Bentley was born in 1907, the eldest of four children. From an early age, she reported wearing her younger brother’s suits to school, a behavior her parents tried (and failed) to “correct.” Eventually, she ran away from home at the age of sixteen to make as a talented pianist and blues singer in New York City.
Early on, Bentley would often incorporate overtly sexual song content, stage moves, and attire into her act, a thrilling and scandalous contribution at the time. As a result, she did not have the same name recognition as some of her Harlem Renaissance peers. The risqué nature of her performances kept her out of mainstream venues, newspapers, and even history books. In recent years, however, she’s finally received some long overdue recognition as the unapologetic queer black icon she really was—someone ahead of her time who pushed boundaries.
Within the underground speakeasy scene, Bentley was known for her signature look: a black-and-white tuxedo complete with top hat and tails. She was revolutionary in her masculinity. Unlike traditional male impersonators or drag kings of the time, Bentley did not try to “pass” as a man. Instead, she exuded a “black female masculinity” that blurred the line between masculine and feminine, between black and white.

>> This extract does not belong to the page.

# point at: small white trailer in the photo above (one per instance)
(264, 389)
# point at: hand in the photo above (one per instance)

At the height of her fame and success, Bentley owned a Park Avenue apartment equipped with domestic workers and other luxuries. This was quite an accomplishment for a black female artist in the 30s, especially one who was openly gay. But after the repeal of Prohibition, which led to closure of many speakeasies she would perform at, her popularity waned.
Eventually she moved to southern California and lived a relatively quiet life until the 1940s. She saw success again during World War II, a time when gay bars began popping up around the West Coast. Unfortunately, Bentley died suddenly and tragically after contracting pneumonia in 1960 at the age of 52.
As an LGBTQ+ owned business that specializes in gender-neutral and size-inclusive clothing, Bentley’s courageous and uncompromised individuality really resonates with us. Her story serves as an inspiration—a reminder to always keep pushing the boundaries of what’s possible, to change what’s “acceptable,” and to be grateful for how far we’ve come.
During her career, there came a point where Bentley had to carry special permits that allowed her to perform in men’s clothing. One can only speculate what she would think about the gender-neutral revolution taking place in today’s fashion. We’d like to think she’d be proud. We know we are.